東日本大震災後にいわれたのは、やはり原子力発電所の問題です。現在日本列島に設置されているプラントの4〜5割が東北地方に存在し、地域別の割合ではトップになっています。原子力発電所の設置に関しては、もちろん多額の補助金や雇用が発生するわけですが、そのぶん事故などのリスクも大きい。震災時のメルトダウンを除いても、レベル3以下の事故は、1978年の福島第一原発3号機臨界事故以来、公表されているだけでも15以上を数えます。周辺に与える環境被害、健康被害は甚大なものです。東北の原発プラントの半分ほどは東京電力が経営していましたので、「植民地」問題が叫ばれたわけです。

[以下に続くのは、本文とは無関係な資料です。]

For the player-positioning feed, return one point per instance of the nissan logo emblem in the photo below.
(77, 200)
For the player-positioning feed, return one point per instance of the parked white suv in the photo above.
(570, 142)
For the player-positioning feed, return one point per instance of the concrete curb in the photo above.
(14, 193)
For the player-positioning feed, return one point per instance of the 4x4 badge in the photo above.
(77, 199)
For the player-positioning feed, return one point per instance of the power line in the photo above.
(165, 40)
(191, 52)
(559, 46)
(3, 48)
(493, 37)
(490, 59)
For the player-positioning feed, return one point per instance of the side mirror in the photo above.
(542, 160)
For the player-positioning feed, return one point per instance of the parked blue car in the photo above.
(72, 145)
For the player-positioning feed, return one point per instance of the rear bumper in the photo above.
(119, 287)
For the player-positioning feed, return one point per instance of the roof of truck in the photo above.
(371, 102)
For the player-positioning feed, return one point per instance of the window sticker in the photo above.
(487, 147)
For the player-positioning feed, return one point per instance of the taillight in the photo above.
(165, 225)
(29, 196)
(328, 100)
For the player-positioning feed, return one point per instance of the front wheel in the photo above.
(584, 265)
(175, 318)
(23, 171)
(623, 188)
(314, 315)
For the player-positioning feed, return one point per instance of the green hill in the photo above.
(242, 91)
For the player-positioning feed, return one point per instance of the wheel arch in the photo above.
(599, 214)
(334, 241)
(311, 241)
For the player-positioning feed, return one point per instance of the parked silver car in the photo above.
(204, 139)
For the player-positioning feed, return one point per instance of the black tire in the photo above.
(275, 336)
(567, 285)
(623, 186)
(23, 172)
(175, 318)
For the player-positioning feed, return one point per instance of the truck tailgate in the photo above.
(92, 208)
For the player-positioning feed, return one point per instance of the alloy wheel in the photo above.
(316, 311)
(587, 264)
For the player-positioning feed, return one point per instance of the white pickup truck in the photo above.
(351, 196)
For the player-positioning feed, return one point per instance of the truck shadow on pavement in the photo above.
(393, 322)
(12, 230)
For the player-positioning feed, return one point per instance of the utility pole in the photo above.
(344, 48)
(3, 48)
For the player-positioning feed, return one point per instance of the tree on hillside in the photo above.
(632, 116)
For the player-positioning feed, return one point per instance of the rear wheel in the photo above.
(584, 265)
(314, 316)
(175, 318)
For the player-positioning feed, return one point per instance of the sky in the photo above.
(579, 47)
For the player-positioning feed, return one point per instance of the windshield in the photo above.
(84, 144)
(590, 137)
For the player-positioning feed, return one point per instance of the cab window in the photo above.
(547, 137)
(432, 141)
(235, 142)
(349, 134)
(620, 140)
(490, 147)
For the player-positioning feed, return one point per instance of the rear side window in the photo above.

また、高度経済成長期に安価な労働力でこれを支えたのは、東北をはじめとする中卒の青年たちによる集団就職でした。幕末の東北戦争以降、首都圏への食料・労働力・エネルギー供給の要となってきたのは東北地方であり、首都圏の人々はそれに依存してきた、その犠牲のうえに安住な暮らしを築いてきた、ということもできるのです。